Konuyu zaman zaman gündeme getirip, Atatürk heykelinin çoluk çocuğa oyuncak olduğunu yazdık, fotoğraflarını yayınladık. Yazdıklarımız, söylediklerimiz karşısında Atatürk’ü anlamayanların akılları karıştı. Zihinleri bulandı. AK Partili olarak bildikleri benim bir şeylerin peşinde olduğumu, amacıma böyle ulaşamayacağımı söylediler.

Neyin peşindeyim?

Atatürk heykelinin altındaki veciz söz ile o meydanda layık olduğu yere getirilmesi bana zerre kadar bir menfaat sağlamaz. Peşinde olduğum şey; bir milletin, o milleti yok olmak üzere iken küllerinden yeniden dirilten bir liderin anısına ihanetini ortadan kaldırmaya katkı sunmaktır. Yurdumu işgal eden düşmanın neden olduğu ailemin asırlık acısı, ülkemin kurucu liderine saygı duymamı gerektirir.

Son yüzyılın yetişmiş en büyük siyasi ve askeri dehası olan Mustafa Kemal, ne yazık ki hiçbir zaman doğru anlaşılmadı. Adına Kemalist diyenler onu rozet veya büst yapmaktan öteye gitmeyip rantını devşirirken, din adına Mustafa Kemal’e düşmanlık edenler de onu anlamadı.

 “Mustafa Kemal din düşmanıdır” diyenlerin İslam’la alakası olamaz. Ülkeyi haçlı işgalinden kurtaran bir hareketi başlatan, Kelime-i Şehadet’i yeniden gökkubbeye yükselten isme düşmanlık yapmak, kin gütmek ancak haçlı zihniyetinin etkisindeki kişilerin işi olabilir. Hayatı cepheden cepheye koşmak olan, tüm kaleleri işgal edilmiş, tüm cephanesi tükenmiş, hiçbir umudu kalmamış bir milleti, ülkeyi karış karış dolaşarak yeniden hareketlendiren ve millet olma bilincini aşılayan bir insanın sarık sarıp, cübbe giyip tekkede dervişlik yapmasını mi bekliyordunuz!

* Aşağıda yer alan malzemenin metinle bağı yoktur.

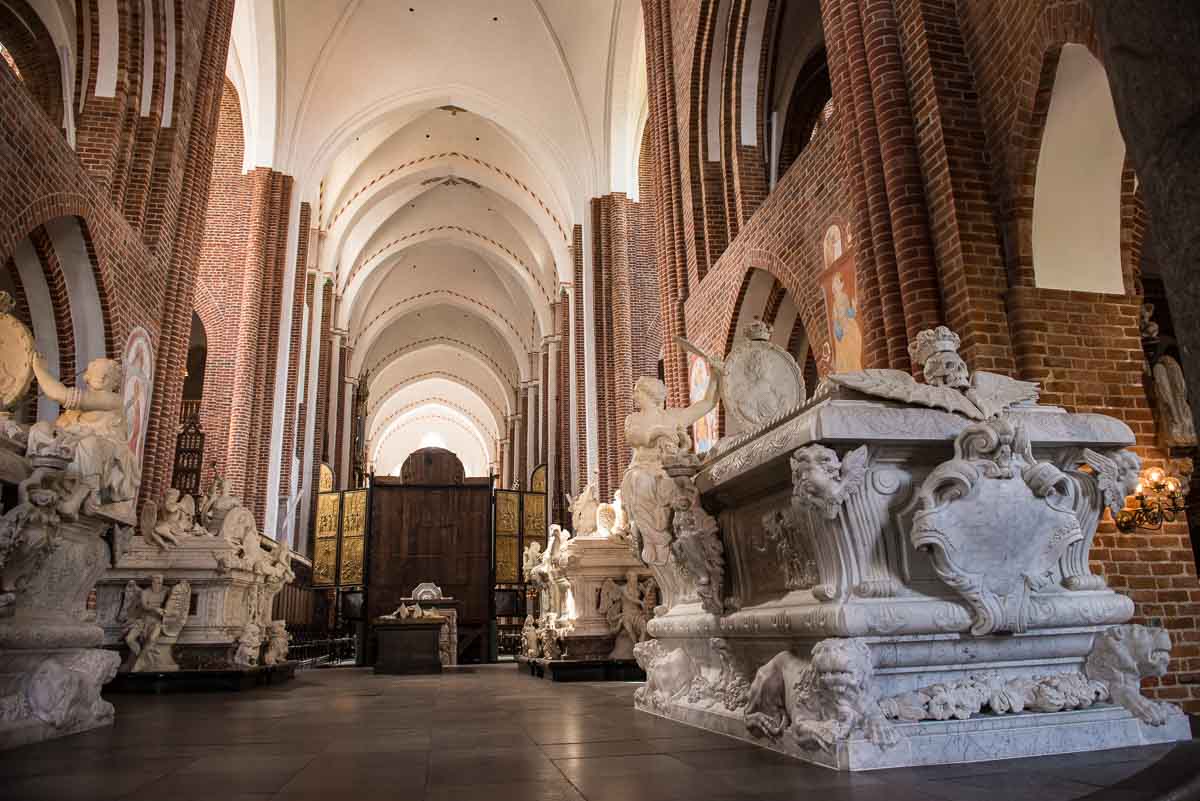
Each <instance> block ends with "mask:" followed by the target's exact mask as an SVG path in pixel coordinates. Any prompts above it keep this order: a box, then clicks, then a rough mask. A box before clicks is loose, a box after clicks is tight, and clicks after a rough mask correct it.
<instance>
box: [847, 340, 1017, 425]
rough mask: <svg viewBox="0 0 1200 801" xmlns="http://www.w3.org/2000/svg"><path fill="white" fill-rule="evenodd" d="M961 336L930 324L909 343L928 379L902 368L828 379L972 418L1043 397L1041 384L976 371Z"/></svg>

Ülkeler dini, manevi ve siyasi liderleriyle ayakta durur. Varlığını devam ettirir.

Mustafa Kemal’i anlayabilmek için, toplumsal değişim taleplerinin dünyaya yayılmaya başladığı 1789 Fransız İhtilali’nden günümüze kadar olan süreci anlamak gerekir.

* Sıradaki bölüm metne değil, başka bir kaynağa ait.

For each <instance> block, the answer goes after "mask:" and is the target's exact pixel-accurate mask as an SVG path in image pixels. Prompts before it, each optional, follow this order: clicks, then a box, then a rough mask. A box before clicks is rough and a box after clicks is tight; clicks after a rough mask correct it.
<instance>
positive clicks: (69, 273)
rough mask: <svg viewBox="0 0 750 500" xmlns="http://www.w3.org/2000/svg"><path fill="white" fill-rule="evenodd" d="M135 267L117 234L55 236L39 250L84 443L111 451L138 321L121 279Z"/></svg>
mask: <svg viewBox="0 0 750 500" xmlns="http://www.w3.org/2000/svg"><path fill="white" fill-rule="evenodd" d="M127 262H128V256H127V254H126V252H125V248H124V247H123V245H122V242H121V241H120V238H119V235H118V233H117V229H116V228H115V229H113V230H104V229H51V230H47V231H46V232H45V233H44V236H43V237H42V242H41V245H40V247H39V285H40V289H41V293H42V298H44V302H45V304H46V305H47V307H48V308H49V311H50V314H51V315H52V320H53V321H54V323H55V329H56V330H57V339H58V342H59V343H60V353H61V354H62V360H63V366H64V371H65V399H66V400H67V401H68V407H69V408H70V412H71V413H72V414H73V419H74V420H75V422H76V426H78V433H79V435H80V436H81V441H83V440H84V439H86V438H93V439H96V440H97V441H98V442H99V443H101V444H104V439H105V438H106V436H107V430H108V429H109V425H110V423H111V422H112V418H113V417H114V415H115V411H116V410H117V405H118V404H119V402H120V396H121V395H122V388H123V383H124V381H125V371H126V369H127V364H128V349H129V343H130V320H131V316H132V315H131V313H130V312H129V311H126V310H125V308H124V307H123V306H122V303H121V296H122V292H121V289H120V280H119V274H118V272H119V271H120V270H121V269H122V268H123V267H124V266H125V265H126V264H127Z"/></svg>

Mustafa Kemal’in ulusal kurtuluş hareketini başlattığı dönemde; Fransa, İngiltere, Rusya ve İtalya’nın donanmaları İstanbul’a girmiş, Adana’yı Fransız, Urfa, Maraş, Antep’i İngiliz, Antalya ve Konya’yı İtalyanlar işgal etmişti. Yunan ordusu İzmir’e çıkmış, yabancı devletlerin subay ve görevlileri, ajanları, özel adamları yurdun dört bir yanına yayılmış durumdaydı.

Mustafa Kemal’in kaldırdığı iddia edilip, bu sebeple nefret duyulan “Hilafet makamı”nın saygınlığı kalmamıştı. Ortadoğu ve Arap ülkeleri İngilizlere çoktan teslim olmuştu. Yani hilafet fiilen varlığını ve meşruluğunu yitirmişti.

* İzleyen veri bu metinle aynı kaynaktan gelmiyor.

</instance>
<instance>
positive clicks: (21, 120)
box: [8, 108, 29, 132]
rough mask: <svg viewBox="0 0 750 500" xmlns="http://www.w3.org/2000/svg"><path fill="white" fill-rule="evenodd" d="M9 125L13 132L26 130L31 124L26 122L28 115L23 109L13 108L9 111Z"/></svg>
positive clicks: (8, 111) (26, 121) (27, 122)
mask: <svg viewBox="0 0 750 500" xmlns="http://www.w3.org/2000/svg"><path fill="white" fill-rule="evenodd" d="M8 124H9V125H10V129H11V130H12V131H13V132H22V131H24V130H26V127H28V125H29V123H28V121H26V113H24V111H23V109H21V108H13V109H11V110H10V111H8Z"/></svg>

Doğusundan batısına tüm şehirleri işgal altında kıvranan, namusu tehlikede olan bir ülkeyi bu darboğazdan kurtaran liderin hatası, zaafı, dini görüşü o öldükten sonra tartışılacak bir durum değildir. Atatürk din hakkında öyle düşünüyordu ise, bugün siz din hakkında farklı düşünürsünüz. Onun düşüncesi sizi bağlamaz.

Atatürk heykeli put mudur?

Evinizin baş köşesine astığınız babanızın, dedenizin fotoğrafı ne ise Atatürk’ün heykeli de ondan başkası değildir. Atatürk heykelinin simgesel anlamını bilmeyenler, mezarlıklara gidip, putlaştırdıkları mezar taşlarına ellerini yüzlerini sürerek ölülerden medet umanlardır.

Atatürk’ün heykellerine tapınmanız gerekmez. Önünde saygı duruşuna geçmeniz, heykellerinin önüne çelenkler sunmanız ne ona ne de size bir yarar sağlamaz. Atatürk sizi işitmez. Ancak o heykellerin, o bayrağın ve vecizelerin bu toplumu bir arada tutan, bağımsızlık, milli birlik ve beraberliği sağlayan sembolik anlamı vardır.

Bugün meydanlardan Atatürk’ü silerseniz, yarın paradan kaldırırsınız. Bugün Atatürk’ü unutturmaya çalışırsanız, yarın geçmişinizi unutursunuz. Geçmişini bilmeyen bir millet, yok olmaya mahkumdur.